In the past decade, estimation of whole bone strength via finite element analysis (FEA) of quantitative computed tomography (CT) images has shown promise as an approach to assess fracture risk and treatment efficacy [7, 8]. Several studies show that FEA-derived estimates of vertebral strength are strongly associated with failure loads measured from in vitro mechanical testing of human cadaveric vertebrae (r2 = 0.77 to 0.90) [9,10,11,12]. In addition, FEA-derived vertebral strength measures are associated with prevalent vertebral fractures [13,14,15,16]. However, to date, only two studies have investigated FEA-derived vertebral strength for predicting incident vertebral fracture [12, 17]. One of these studies included both men and women but was limited to a rather homogeneous cohort (all subjects living in Iceland) [17], while the other was a multi-center US study but only examined men [12]. Thus, additional studies of incident vertebral fracture that include both women and men are needed to confirm the utility of the technique. Moreover, thresholds for low and fragile bone strength were recently proposed as guidelines for the clinical interpretation of FEA strength measurements [17]. Prior studies have suggested that FEA-based strength measurements appear to outperform aBMD for prediction of incident VF [12, 17]; however, no independent studies have tested the ability of proposed bone strength thresholds to identify those who eventually fracture, nor compared their sensitivity and specificity to those based on aBMD thresholds.

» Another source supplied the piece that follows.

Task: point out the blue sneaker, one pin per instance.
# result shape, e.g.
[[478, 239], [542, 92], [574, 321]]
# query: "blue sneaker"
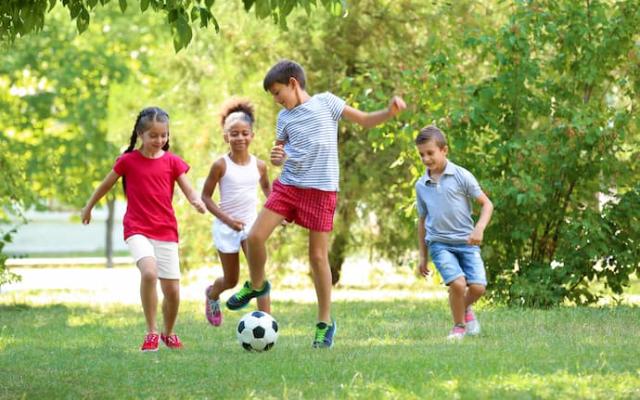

Thus, we aimed to test the hypothesis that lumbar vertebral strength derived from CT-based FEA estimates predicts incident vertebral fractures in a cohort of community-dwelling men and women. We also sought to compare the performance of proposed clinical guidelines and diagnostic thresholds for FEA strength with diagnostic thresholds for BMD. We hypothesized that vertebral strength thresholds would be more selective in identifying individuals who suffer VF than accepted clinical thresholds for both low areal (aBMD) and volumetric BMD (vBMD).

Methods

Participants

We used a case-control study design utilizing data from the Framingham Heart Study (FHS) Offspring and Third-Generation Multidetector CT (MDCT) Study [18]. Members of the Offspring [19] and Third-Generation Cohorts [20] included second-generation (and spouses) and third-generation offspring of the original FHS cohort, a community-based cohort in Massachusetts started in 1948 [21]. Members of the MDCT cohort underwent longitudinal CT scanning in 2002–2005 (baseline) and 2008–2011 (follow-up). Participants were eligible for the current study if they were at least 50 years old at the time of the baseline scan and had evaluable images from both the baseline and follow-up CT examinations (N = 1149 individuals, 514 men, and 635 women). Vertebral fracture cases were defined as participants with a new or worsening vertebral fracture over a mean 6-year follow up time period. Controls included participants with no new or worsening vertebral fracture and were matched to cases by sex and age (± 5 years).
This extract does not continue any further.